This Set's targeted levels overlap high-level AD&D, so the core content presents 1970s-era mainstays to 1980s-era players. At 15th level come the seventh and eighth level tiers of spellcasting, where mages really start to kick some ass. And - finally - the party will meet the Ghost and the Beholder. (Tho' not yet the Lich. Nor any demons despite the teasing of Planes.) Also here are some high-ish difficulty monsters mooted out and about in the Expert line, like X5's malfera.

We do have to hit the editors for klutzing up the alphabetic order of the monsters however, including - laughably - the gremlin. And the undead here are overstuffed: we didn't ask for a Phantom / Haunt division of six (6) all-incorporeal undead, and the Spirit takes the L for including the Revenant which, honestly, should be its own (dangerous) thing. The AD&D crew realised this so you won't be seeing this shite in future editions.
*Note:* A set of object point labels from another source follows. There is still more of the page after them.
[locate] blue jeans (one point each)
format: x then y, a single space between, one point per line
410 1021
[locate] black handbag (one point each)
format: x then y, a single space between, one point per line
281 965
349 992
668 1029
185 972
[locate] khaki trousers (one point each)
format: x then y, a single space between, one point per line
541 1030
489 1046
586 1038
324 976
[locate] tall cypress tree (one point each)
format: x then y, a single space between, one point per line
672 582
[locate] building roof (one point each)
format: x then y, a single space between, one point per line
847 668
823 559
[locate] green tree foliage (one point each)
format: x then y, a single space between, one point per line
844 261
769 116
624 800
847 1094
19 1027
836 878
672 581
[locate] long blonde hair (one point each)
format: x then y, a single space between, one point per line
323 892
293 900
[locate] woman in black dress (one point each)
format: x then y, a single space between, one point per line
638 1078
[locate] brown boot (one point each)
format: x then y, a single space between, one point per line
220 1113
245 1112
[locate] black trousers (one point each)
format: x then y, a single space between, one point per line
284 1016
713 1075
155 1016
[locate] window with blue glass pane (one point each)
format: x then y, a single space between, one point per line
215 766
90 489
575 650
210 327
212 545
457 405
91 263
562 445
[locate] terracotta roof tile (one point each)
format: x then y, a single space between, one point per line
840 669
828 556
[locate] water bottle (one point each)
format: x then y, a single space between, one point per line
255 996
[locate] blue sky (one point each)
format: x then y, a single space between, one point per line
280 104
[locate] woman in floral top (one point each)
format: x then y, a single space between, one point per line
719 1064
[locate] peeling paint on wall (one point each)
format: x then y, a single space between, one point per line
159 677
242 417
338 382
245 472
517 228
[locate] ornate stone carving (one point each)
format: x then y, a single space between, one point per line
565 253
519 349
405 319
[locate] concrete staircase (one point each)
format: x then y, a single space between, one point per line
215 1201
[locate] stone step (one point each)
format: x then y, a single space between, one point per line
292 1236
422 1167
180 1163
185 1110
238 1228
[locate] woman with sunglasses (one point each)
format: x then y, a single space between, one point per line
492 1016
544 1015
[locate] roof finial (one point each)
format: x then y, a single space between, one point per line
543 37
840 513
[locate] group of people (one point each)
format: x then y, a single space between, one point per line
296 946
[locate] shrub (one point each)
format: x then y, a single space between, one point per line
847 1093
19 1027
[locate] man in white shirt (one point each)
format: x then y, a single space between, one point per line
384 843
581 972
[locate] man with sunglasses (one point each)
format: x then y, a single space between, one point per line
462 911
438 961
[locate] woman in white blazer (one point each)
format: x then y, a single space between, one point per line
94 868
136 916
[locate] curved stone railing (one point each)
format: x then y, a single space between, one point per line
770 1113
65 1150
The player-characters and their enemies got some new weapons, like the bastard sword that can be used onehanded or twohanded to kill Kenny. Also the blackjack / sap for the Thief (mostly) to knock out an unhelmeted sentry; and the bola, to trip up foes from a distance.

Also brought to the table are proto-Prestige classes, basically. Your Lawful Fighter can be a Paladin, your Chaotic Fighter a sort of anti-paladin named an Avenger, Neutral Cleric a Druid, etc.

Also also here: some way for the Elf and other demihumans to keep progressing along with the humans - by way of alphabet-levels, in lieu of numeric-levels. And the demihumans each get a MacGuffin artifact to form the core of their lairs: Tree of Life, Forge of Power, and (for the wee folk) the Crucible of Blackflame. Again... not every idea here is perfect.

The DMs' book includes two "mini adventures" that are little more than single-combat setpieces. One is a tournament featuring a knight named Sir Guy de Gax; the other, a pit-fighting arena that forbids spellcasting. Recommend inviting Statler and Waldorf to both.

At 15th level on up, really 9th on up, the PCs should be considering doing a Conan and ruling domains of their own, delegating other - lowlevel - adventurers to do grunt work like goblin hunting. There are some brilliant ideas in the Companion DM section on what PCs can do in the meantime; most salient, that domain-ruling mechanic (better keep that Confidence Level high, folks!) and also the WAAAGH Machine, sort of a "Take Two" for old Chainmail. Although the 'Machine was somewhat Strategic for tactical tabletop gamers' tastes, so BATTLESYSTEM would serve that latter niche.

Beyond 24th level, PCs would be moving on from Mature to Epic, so the Master's rules kick in after that.

The modules in this system began CM-. Some of them are good, although it all starts out as a bare showcase for the system.

Overall, the Companion Rules were awesome, or at least formed a serious competitor for high-level AD&D. Their Set both scaled better than AD&D 1e and provided some large-scale heroics for parties beyond just bashing skulls.